I am experiencing performance issues with Intel OpenCL drivers when calling clCreateKernel().
Attached you can find a test code (using Boost Compute) with reference values taken from various OpenCL devices.
Here, the Intel drivers show by far the worst results by a factor of 10 to 600 compared to other vendors.
Please let me know which further details you need, or where I can file a bug report, to get this fixed.
On the GPU side at least, I think we've fixed this problem with our latest internal drivers. This won't help you right now since the optimization isn't in our latest public drivers, but it will be in the latest major driver release - stay tuned.
In the meantime, recent public drivers for recent GPUs do have an optimization for clCreateKernel, but it requires a slightly different pattern than the one used by your app. Basically, if you measure ( clCreateKernel + clReleaseKernel ) x 10000, vs. just clCreateKernel x 10000, you should see better performance.

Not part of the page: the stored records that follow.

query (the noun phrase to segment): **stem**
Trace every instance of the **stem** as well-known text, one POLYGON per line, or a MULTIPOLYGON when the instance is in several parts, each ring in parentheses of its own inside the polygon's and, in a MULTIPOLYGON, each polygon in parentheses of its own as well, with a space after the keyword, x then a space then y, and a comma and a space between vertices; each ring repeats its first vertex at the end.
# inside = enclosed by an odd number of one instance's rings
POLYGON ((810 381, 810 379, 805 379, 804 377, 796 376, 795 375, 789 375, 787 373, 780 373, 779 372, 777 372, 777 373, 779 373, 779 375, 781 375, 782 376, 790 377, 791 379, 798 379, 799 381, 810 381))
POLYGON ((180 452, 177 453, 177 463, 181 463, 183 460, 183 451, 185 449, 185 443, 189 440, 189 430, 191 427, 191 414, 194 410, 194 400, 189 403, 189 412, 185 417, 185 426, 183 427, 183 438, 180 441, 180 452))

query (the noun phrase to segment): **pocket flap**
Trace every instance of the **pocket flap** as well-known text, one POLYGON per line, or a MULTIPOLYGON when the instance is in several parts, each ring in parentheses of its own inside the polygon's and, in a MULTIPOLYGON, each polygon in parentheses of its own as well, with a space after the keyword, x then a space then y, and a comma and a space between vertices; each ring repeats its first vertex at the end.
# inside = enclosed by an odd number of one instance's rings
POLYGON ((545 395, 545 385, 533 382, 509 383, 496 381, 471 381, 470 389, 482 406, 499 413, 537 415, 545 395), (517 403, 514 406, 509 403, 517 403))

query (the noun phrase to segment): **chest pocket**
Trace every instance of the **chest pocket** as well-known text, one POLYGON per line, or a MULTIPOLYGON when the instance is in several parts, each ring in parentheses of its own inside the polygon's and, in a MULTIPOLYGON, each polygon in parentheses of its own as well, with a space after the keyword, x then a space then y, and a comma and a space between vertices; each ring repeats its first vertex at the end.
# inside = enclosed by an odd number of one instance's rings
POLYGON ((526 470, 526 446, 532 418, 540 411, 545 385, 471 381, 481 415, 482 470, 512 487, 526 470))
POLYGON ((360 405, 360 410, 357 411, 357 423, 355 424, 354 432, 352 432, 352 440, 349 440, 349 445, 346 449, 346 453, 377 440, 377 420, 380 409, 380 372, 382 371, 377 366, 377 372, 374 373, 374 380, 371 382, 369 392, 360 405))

This is a pattern that we've seen used by OpenCV, for example.
Note that to see an improvement you may need newer drivers than the ones in your report, which are a bit old. I tested on an HD Graphics 5500 device with drivers 22.214.171.12463, if that helps.

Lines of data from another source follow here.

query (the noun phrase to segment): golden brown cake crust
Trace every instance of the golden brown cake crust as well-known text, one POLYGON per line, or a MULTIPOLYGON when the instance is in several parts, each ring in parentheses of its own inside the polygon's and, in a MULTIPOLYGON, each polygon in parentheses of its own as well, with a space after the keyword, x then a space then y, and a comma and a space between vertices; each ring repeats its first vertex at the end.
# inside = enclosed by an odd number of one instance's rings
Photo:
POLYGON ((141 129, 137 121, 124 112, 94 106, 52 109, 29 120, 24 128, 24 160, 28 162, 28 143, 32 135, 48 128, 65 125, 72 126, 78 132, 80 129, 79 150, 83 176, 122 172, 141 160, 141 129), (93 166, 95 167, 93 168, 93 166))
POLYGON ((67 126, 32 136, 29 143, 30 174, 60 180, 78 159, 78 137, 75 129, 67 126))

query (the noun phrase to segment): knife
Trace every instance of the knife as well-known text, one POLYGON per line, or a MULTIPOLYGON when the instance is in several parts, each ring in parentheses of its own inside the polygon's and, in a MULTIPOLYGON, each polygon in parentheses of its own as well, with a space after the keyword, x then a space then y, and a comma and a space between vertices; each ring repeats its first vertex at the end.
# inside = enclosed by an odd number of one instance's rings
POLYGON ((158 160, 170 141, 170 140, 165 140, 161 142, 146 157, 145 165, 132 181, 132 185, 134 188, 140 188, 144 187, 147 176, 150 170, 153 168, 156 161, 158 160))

Thank you for the information regarding the GPU drivers.
How about the CPU side? I am actually more interested in this. Especially the Xeon did show really bad results on this end, compared for example to open source CPU backend Oclgrind.
So what is the status / roadmap on this issue for the CPU?
My kernel in question is spending more than 10% of its execution time in the clCreateKernel function on the Xeon CPU with the current driver version.